Ingredients
Equipment
Method
Steep and warm the base
- Combine heavy cream, whole milk, and whole coffee beans (if using) in a saucepan and heat until steaming. Keep it at a steady steam, then steep for 15 minutes until the liquid looks deeply coffee-brown.
- Strain out the coffee beans and return the warm coffee cream to the saucepan. Aim for a smooth, speck-free liquid before continuing.
- Whisk instant espresso powder into the warm coffee cream until fully dissolved. Stop when no darker clumps remain on the whisk.
Cook to custard thickness
- Whisk egg yolks and granulated sugar until pale and slightly thick. The mixture should look lighter in color and ribbon slowly off the whisk.
- Slowly whisk the hot coffee cream into the yolk mixture to temper it. Pour in gradually so the yolks stay silky, not scrambled.
- Return the mixture to the saucepan and cook over medium-low heat, stirring constantly, until it reaches 175°F. Watch the custard as it coats the back of a spoon and holds a clear line when you draw a finger through.
Chill, churn, and freeze
- Strain the custard, then stir in vanilla extract and salt. The surface should look glossy and evenly mixed.
- Cool the custard completely over an ice bath. Keep stirring occasionally until the container feels fully cooled to the touch.
- Refrigerate for at least 4 hours. Chill until thoroughly cold all the way through.
- Churn the chilled custard in an ice cream maker. Churn until the texture looks like soft-serve and thickens as it mixes.
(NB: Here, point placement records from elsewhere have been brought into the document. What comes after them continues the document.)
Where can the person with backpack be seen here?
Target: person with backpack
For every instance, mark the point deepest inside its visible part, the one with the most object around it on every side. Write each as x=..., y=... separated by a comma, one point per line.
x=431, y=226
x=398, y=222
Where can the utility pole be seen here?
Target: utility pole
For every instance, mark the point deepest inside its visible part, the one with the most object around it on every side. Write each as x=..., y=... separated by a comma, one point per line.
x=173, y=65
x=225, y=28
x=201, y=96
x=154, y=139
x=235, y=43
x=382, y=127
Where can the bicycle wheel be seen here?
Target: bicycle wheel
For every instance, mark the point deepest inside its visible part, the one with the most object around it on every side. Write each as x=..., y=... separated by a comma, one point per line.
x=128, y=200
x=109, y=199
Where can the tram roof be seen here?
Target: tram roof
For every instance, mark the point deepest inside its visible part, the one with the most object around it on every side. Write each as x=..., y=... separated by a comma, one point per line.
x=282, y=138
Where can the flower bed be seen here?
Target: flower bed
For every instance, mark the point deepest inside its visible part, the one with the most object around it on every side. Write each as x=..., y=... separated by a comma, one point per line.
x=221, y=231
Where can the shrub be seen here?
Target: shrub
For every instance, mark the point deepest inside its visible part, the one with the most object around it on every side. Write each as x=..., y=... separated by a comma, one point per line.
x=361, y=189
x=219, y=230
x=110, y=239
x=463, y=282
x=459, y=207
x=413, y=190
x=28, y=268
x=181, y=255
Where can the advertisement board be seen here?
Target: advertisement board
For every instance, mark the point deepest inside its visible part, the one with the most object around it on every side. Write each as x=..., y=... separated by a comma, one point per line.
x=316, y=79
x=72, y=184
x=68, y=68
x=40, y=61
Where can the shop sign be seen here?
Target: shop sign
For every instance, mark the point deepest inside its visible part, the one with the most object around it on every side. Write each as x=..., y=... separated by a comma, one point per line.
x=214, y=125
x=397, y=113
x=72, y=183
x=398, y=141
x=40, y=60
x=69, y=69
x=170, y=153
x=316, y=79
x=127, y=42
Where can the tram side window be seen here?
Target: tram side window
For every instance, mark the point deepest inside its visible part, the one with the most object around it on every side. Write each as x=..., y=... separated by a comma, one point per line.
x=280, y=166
- Transfer to a freezer-safe container and freeze until firm. Let it set until scoops hold their shape rather than collapsing.
Notes
Pro tip: reach 175°F and rely on spoon-coating rather than boiling—overheating can make the custard grainy. Store in the freezer in a covered container for up to 2–3 weeks; thaw in the fridge 10–15 minutes for best scoopability. For a lighter option, use half-and-half or whole milk plus reduced cream, but expect a softer texture and less intense richness.